Pendant le confinement le Shed a de nouveau invité la collection vidéo Antoine de Galbert : genèse et enjeux

En 2016 il y a tout juste 4 ans, le SHED était labélisé par le festival Normandie Impressionniste avec une thématique sur le portrait et avec Julie Faitot avec qui j’ai fondé Le SHED, nous avions décidé de proposer un portrait de collectionneur à travers la collection d’Antoine de Galbert. C’est par l’intermédiaire d’Anita Molinero notre présidente à ce moment-là qui connaissait bien la collection vidéo d’Antoine de Galbert, que nous l’avons contacté. Nous lui avons proposé de montrer non pas la totalité des vidéos car certaines nécessitent un protocole très spécifique mais 46 qui ont des durées et des formes différentes qu’il fallait conjuguer dans une mise en condition particulière. Tout le SHED était plongé dans le noir d’où le titre « Day for night » qui renvoie à la nuit américaine dans le cinéma, avec un gros cube à 4 faces façon lanterne magique qui projetait 4 films, différents ou identiques selon leur nature, entre immersion totale et son englobant ou ambiance plus intime et son exclusif. L’ensemble de la collection est suffisamment singulière pour pouvoir déceler comment Antoine de Galbert collectionne, ce qui se vérifie aussi avec la vidéo. Les vidéos sont toujours difficiles à montrer dans une exposition car cela cohabite mal avec d’autres mediums. Ses conditions de monstration sont exactement à l’inverse de celles de la sculpture par exemple, du noir alors qu’il faut de la lumière pour exposer la sculpture, un dispositif sonore alors qu’en général il est plus agréable de regarder des œuvres d’art dans le silence. Nous avions transformé le SHED en une sorte de quadruple cinéma.

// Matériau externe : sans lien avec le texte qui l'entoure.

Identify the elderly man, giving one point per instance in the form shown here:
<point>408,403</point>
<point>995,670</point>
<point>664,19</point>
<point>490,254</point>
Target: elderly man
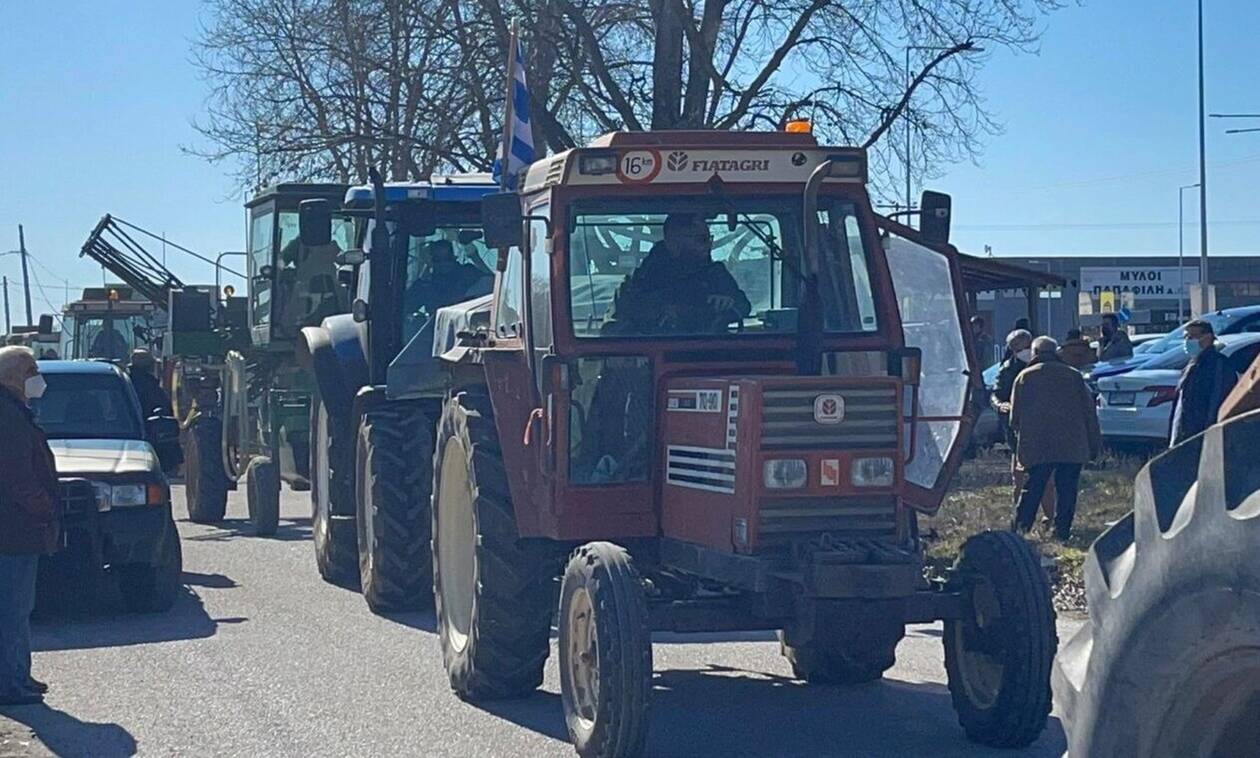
<point>1206,380</point>
<point>1057,427</point>
<point>29,520</point>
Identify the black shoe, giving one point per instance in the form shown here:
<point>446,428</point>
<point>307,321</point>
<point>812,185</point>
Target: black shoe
<point>22,699</point>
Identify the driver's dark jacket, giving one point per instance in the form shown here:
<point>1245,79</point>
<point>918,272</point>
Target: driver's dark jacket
<point>665,281</point>
<point>29,504</point>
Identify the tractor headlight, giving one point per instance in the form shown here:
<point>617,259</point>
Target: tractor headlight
<point>784,474</point>
<point>872,472</point>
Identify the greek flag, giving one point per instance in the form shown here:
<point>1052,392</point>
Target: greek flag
<point>518,136</point>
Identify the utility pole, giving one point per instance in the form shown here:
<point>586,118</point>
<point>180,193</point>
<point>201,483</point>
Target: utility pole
<point>1202,178</point>
<point>25,275</point>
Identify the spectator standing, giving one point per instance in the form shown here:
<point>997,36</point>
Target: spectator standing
<point>1114,344</point>
<point>29,520</point>
<point>982,340</point>
<point>1056,424</point>
<point>1203,384</point>
<point>1076,351</point>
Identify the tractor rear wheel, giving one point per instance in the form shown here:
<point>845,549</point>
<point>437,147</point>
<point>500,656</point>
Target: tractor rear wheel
<point>392,460</point>
<point>262,495</point>
<point>605,652</point>
<point>853,642</point>
<point>334,535</point>
<point>998,656</point>
<point>494,593</point>
<point>1168,662</point>
<point>206,484</point>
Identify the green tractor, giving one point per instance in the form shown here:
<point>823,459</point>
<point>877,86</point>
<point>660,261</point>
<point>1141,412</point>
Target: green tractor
<point>242,401</point>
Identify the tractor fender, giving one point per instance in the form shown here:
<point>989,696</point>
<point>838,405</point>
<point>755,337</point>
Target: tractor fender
<point>334,353</point>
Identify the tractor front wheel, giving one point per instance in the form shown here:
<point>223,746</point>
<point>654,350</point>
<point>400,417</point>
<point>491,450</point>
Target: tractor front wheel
<point>998,656</point>
<point>392,476</point>
<point>206,484</point>
<point>605,652</point>
<point>494,593</point>
<point>262,495</point>
<point>335,539</point>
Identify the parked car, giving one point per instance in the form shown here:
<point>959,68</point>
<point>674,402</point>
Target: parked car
<point>117,519</point>
<point>1240,320</point>
<point>1138,406</point>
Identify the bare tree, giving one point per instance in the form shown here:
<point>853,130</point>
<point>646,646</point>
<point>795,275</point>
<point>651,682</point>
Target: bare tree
<point>323,88</point>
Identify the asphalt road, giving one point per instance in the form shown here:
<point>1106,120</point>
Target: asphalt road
<point>261,657</point>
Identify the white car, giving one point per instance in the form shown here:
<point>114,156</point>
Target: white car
<point>1138,406</point>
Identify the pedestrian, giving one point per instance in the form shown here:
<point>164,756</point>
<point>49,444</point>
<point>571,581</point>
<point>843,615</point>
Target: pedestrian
<point>1076,351</point>
<point>982,340</point>
<point>1114,344</point>
<point>1056,426</point>
<point>29,520</point>
<point>1203,384</point>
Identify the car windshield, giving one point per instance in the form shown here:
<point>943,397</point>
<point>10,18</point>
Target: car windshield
<point>87,407</point>
<point>711,265</point>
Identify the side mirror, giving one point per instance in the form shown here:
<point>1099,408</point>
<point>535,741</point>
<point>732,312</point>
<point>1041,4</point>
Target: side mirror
<point>350,257</point>
<point>503,220</point>
<point>161,429</point>
<point>315,222</point>
<point>935,210</point>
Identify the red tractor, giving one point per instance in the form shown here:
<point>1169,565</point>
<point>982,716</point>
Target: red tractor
<point>713,392</point>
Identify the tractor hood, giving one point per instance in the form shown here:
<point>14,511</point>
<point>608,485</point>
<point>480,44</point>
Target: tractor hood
<point>86,457</point>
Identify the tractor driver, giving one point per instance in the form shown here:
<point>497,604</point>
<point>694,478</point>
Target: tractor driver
<point>444,281</point>
<point>678,287</point>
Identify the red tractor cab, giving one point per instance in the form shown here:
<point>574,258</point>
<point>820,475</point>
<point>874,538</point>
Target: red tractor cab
<point>715,392</point>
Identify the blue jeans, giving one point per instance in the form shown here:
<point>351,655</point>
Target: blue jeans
<point>17,601</point>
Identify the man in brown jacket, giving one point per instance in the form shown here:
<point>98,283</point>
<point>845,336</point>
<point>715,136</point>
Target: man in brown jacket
<point>29,520</point>
<point>1057,428</point>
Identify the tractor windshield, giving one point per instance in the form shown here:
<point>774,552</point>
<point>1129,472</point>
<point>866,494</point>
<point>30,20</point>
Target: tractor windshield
<point>684,266</point>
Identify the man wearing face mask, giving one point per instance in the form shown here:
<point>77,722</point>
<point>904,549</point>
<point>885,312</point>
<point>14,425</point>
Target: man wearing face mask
<point>1115,344</point>
<point>1206,380</point>
<point>29,520</point>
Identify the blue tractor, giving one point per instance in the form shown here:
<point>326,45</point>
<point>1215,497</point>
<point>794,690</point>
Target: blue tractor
<point>379,387</point>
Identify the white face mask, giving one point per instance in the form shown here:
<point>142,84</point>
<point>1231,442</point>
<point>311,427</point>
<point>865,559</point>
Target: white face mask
<point>35,387</point>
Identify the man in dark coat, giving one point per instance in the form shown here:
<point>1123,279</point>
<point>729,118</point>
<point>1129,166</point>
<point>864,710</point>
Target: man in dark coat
<point>153,398</point>
<point>1114,344</point>
<point>1203,385</point>
<point>1056,423</point>
<point>29,520</point>
<point>678,288</point>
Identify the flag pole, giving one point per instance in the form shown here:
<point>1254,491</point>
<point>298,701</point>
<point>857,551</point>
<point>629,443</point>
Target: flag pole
<point>504,156</point>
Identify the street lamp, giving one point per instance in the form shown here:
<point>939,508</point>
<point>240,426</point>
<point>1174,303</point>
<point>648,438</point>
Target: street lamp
<point>1181,252</point>
<point>906,111</point>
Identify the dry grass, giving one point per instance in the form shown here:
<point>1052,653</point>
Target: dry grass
<point>982,499</point>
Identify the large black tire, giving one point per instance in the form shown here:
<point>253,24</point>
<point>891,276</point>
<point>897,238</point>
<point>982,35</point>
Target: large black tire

Durant le confinement nous nous sommes posés la question comme beaucoup de lieux, de comment montrer de l’art sans ouvrir le lieu. Tous les lieux se sont engagés dans le digital avec de nombreuses idées qui sont intéressantes en terme d’archives et de documentation mais pas complètement satisfaisantes. C’est aussi l’un des enseignements du confinement que rien ne remplace le réel ce qui est plutôt rassurant, excepté pour la vidéo qui m’a semblé alors le medium idéal à transposer chez les gens, dans un face à face direct sans contraintes de temps ou autres. En général dans les expositions quand on arrive dans une salle avec une vidéo le réflexe est de regarder sa montre pour évaluer si on a le temps de la regarder par rapport au reste du parcours et élaborer tout un stratagème. Alors qu’avec cette formule on peut choisir son moment. Quand on l’a proposé à Antoine de Galbert sa seule restriction était une qualité parfaite, ce qui rentrait parfaitement dans nos objectifs et à l’issue d’un test qu’il a regardé il a été convaincu par ce rapport assez intime qui se dégageait sans doute plus fort que dans une exposition où de multiples interférences peuvent intervenir. Ce projet est né de la circonstance du confinement et de l’envie de revisiter ce medium. Le grand avantage de cette exposition en ligne est d’avoir pu travailler à distance tout en la préparant comme si c’était une exposition que nous allions ouvrir.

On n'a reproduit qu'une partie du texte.